車のドアに手をかけながら、空を見上げると、氷点下に冷え込んだ夜空を、ふわふわと舞うように降りてきた雪が、僕の心をすーっと吸い上げて、あの広い夜空に広がっていく感覚になりました。
結局、あの時、本人に、「あんたねえ、…」って、正しさや正義の刀を振りかざして、相手をやっつけて、気持ちよくなっているよりも、何倍も、何十倍も気持ちよくて、晴れやかで、幸せな僕の心に、自分がちょっと驚いてしまいました。
運転しながら、ん?!!!
僕の横にあのおじさんが現れなかったら、こんな気持ちになることもなかっんだよなぁ。もしかしてあのおじさん、実は神様だったんじゃないだろうか?
神様って、こんな風に目の前に現れるのかな。
え!?もしかして、いつでもこんな対応がとれたら、世の中、神様だらけってこと?
あ~、そうだったのかぁ。あの人が神様になるのか、ただの悪人になるのか、って、僕の心と行動次第だったんだ。

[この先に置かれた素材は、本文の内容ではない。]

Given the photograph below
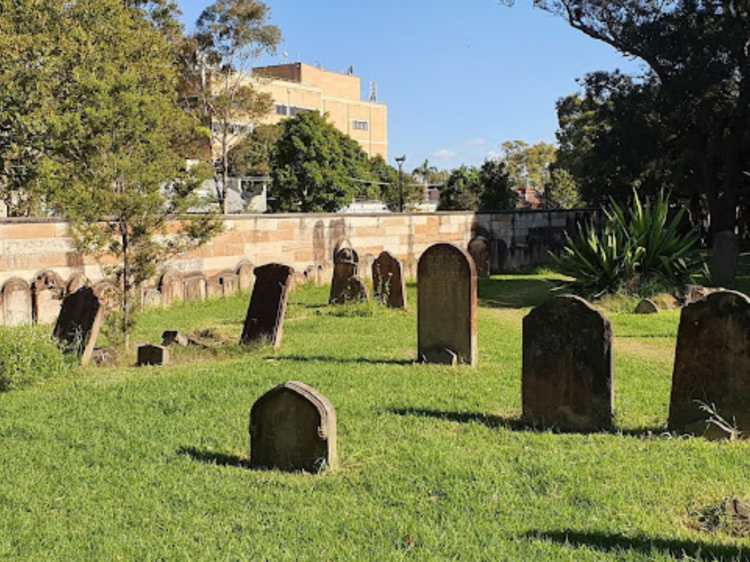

そう思うと、今まで僕は、数々の悪人を作って来たなぁ。悪いことしたなぁ。なんて、今まで考えてもみなかった考えが浮かんできました。
結局のところ、どんな出来事も、どんな出会いも、自分が試されているんでしょうね。
あの人を神様にして良かったなあ。
そういえば、神様っぽい白いヒゲ、はやしてたし…(笑)。